Ni caminar ni correr: por qué el entrenamiento de fuerza quema grasa mejor
La pérdida de músculo reduce el gasto energético en reposo. Por eso, levantar resistencia o trabajar el propio peso es más efectivo que caminar horas. La entrenadora, exbailarina con 15 años de experiencia, lo ha visto con miles de alumnos: más músculo = metabolismo más activo.
La idea no es hacerse culturista. Basta con movimientos que activen varios músculos a la vez. Insight: priorizar fuerza para mantener autonomía y salud.
Ni caminar ni correr: la plancha, el ejercicio central para quemar grasa abdominal
La plancha activa abdomen, espalda, hombros y glúteos de forma simultánea. Eso la convierte en una de las mejores elecciones para quienes superan los 45 años.
Cómo hacerla bien: antebrazos apoyados, hombros alineados, cuerpo recto. Evita que las caderas suban o bajen. Recomendación práctica: 4 series de 30–60 segundos.
Las planchas mejoran la postura y reducen el riesgo de dolor lumbar. Insight: trabajar el core no es estético: es funcional.
Rutina práctica: 5 pasos para quemar grasa después de los 45
- Calentamiento 3–5 min: marcha en el sitio, rotaciones de hombros, estiramientos dinámicos.
- Planchas: 4 series de 30–60 s. Si es necesario, empezar con rodillas apoyadas.
- Mountain climbers: 4 series de 20 repeticiones por pierna para subir frecuencia cardíaca.
- Elevaciones de cadera en silla o suelo: 3 series de 12 repeticiones para glúteos y cadena posterior.
- Final rápido: sprints suaves de 15–20 s o saltos modificados 3 rondas para quemar más.
Haz esta rutina 3 veces por semana. Intercálala con caminatas suaves o bici en días alternos. Insight final: combina fuerza y breves picos de intensidad.
Consejos para entrenar seguro sin material
Se puede entrenar con una silla, una pared o las escaleras de casa. La entrenadora recomienda adaptar la intensidad según la estación: menos impacto en invierno, más trabajo al aire libre en primavera.
- Calentar siempre.
- Progresar de forma gradual: aumentar tiempo o repeticiones, no saltos bruscos.

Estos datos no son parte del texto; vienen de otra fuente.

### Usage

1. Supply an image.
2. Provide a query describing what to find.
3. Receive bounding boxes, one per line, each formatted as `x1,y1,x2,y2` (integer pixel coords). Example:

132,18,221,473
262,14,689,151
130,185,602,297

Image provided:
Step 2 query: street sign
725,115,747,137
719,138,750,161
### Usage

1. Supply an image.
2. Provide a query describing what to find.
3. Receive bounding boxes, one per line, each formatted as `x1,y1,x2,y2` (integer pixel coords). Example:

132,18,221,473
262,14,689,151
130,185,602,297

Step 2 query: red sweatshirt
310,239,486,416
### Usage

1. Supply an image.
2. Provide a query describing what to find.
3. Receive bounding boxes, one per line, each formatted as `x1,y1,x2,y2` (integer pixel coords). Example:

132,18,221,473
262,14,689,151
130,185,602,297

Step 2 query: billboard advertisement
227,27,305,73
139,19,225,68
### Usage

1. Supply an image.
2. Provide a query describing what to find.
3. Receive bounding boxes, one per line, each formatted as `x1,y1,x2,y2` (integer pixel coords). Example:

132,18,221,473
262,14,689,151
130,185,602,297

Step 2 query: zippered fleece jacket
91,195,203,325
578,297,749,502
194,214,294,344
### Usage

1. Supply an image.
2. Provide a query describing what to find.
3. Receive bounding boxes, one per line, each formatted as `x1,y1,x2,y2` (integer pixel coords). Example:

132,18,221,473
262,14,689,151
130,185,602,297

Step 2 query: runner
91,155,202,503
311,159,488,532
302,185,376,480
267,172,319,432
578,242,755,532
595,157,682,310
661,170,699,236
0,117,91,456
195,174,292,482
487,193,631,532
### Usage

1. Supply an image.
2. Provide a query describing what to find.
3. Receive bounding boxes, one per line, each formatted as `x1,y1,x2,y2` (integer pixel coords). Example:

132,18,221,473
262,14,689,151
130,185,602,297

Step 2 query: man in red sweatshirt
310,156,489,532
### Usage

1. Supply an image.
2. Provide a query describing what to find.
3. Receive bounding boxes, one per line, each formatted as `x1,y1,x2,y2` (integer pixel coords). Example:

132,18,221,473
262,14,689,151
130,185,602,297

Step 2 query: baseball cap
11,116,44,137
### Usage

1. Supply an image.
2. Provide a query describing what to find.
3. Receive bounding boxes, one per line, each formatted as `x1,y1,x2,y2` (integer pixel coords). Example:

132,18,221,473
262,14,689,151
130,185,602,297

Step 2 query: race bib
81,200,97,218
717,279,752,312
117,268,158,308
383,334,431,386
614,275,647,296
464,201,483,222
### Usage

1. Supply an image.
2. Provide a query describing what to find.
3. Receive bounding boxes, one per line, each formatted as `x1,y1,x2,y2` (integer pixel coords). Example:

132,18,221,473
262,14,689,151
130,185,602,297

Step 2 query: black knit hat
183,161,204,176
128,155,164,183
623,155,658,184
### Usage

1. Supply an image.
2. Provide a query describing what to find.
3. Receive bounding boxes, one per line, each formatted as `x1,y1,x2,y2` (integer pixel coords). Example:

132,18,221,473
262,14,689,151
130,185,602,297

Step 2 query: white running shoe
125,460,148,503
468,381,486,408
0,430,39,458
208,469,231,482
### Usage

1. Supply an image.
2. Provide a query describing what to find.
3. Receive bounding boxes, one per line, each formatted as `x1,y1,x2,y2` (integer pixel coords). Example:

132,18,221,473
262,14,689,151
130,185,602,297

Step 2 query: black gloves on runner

- Priorizar técnica sobre cantidad para evitar lesiones.
- Combinar fuerza con alimentación equilibrada para ver cambios.
Un caso: María, 52 años, empezó con planchas modestas y hoy sube escaleras sin esfuerzo. Insight: pequeñas mejoras diarias suman grandes cambios.
Truco final: añade una pausa de fuerza a las caminatas. Cada 5 minutos, 30–60 segundos de plancha o elevaciones de cadera. Así de simple: caminata + fuerza = más quema y más fuerza.